Ноги затекли, стало холодно. Она обхватила себя руками. Вдруг за дверью послышались осторожные шаги. Не тяжёлые, мужские, и не быстрые, хозяйские. Лёгкие. Кто-то прислушался. Потом в щель под дверью что-то просунулось – плоское, скользнуло по полу. Марина потянулась, нащупала. Мандарин. Потом ещё один. И что-то мягкое – свернутая в комок старая, но тёплая байковая пижамная кофта.

Она прижала подарки к груди, задышала чаще. Это был Костя. Старший сын Ольги. Он никогда не бил её, не дразнил, как младший. Иногда, украдкой, подкладывал ей кусок пирога, если мать обделяла. Молча. Не глядя в глаза. Так, будто делал это не он.

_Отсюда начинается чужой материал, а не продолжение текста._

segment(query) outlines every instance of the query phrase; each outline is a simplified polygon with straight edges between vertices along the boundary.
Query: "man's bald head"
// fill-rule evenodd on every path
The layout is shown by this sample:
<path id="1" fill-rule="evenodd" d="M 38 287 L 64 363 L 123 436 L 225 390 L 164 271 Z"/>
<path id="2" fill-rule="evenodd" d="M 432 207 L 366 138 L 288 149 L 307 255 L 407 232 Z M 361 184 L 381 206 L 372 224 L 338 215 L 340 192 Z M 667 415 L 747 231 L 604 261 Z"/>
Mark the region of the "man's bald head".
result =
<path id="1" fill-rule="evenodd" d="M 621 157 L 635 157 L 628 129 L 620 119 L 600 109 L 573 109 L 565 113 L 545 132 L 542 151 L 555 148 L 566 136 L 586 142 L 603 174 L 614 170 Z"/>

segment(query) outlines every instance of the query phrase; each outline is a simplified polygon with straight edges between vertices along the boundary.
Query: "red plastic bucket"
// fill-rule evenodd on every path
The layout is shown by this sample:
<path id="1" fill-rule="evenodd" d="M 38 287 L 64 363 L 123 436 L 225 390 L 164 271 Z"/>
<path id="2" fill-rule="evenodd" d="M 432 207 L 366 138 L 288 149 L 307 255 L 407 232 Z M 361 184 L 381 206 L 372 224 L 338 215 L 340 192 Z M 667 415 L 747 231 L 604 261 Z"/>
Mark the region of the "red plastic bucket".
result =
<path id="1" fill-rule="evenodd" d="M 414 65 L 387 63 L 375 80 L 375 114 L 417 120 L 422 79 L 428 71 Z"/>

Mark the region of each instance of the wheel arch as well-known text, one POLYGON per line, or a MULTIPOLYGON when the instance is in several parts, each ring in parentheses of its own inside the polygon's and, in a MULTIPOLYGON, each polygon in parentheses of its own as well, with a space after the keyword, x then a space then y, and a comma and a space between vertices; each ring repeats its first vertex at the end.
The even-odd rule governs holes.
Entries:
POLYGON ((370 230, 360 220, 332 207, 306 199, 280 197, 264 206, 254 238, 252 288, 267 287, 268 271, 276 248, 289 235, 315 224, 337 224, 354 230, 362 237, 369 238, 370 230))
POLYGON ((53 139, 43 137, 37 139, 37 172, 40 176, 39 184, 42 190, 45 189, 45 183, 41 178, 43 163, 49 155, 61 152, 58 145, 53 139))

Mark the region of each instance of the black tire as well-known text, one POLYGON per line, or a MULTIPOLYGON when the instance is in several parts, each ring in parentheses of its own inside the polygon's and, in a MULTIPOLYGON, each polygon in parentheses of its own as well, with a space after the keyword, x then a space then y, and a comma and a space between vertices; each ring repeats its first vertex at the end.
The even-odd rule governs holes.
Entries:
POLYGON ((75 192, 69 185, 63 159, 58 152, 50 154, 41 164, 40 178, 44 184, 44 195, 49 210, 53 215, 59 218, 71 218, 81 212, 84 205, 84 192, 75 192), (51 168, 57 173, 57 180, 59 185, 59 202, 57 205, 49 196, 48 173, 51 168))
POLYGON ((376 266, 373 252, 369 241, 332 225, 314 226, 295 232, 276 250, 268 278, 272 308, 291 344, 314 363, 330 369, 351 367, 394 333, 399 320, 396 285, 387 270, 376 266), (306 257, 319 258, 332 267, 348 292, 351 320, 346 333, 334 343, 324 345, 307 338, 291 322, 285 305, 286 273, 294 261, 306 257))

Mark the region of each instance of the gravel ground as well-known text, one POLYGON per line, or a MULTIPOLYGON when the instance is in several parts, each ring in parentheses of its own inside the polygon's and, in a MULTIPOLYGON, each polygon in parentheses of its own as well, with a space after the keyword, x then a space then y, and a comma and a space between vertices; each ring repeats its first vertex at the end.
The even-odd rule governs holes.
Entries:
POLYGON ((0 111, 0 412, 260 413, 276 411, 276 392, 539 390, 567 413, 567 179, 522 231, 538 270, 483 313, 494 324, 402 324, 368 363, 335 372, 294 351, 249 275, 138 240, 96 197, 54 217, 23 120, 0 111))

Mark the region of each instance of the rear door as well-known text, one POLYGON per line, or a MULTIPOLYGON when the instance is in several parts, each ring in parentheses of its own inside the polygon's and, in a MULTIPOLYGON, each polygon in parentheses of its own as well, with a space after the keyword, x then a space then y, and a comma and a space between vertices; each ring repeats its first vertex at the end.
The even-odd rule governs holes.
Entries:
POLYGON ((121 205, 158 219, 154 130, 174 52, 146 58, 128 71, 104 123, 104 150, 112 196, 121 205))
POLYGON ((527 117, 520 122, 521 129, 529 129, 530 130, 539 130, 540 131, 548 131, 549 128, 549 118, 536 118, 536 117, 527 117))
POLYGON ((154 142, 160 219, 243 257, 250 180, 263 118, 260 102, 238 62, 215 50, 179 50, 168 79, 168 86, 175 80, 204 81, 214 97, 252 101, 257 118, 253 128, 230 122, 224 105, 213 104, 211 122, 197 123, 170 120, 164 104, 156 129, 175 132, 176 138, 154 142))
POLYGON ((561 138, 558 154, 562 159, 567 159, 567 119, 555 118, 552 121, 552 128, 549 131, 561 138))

Щёлкнул ключ в замке. Дверь приоткрылась на сантиметр. В щель пробился узкий луч света из коридора.

– Бери и выходи. Быстро, пока все за столом, – прошептал он хрипло. – В свою комнату. Не шуми.

Марина не заставила себя ждать. Она выскользнула, как тень, прижимая к себе мандарины и кофту. В гостиной гремела музыка, смеялись. Она проскочила в свой закуток, бывшую подсобку, где стояла её узкая кровать, старый школьный стол и коробка с книгами. Заперлась на маленький крючок, которого, она знала, хватило бы только на вид. Но это был её рубеж. Её территория.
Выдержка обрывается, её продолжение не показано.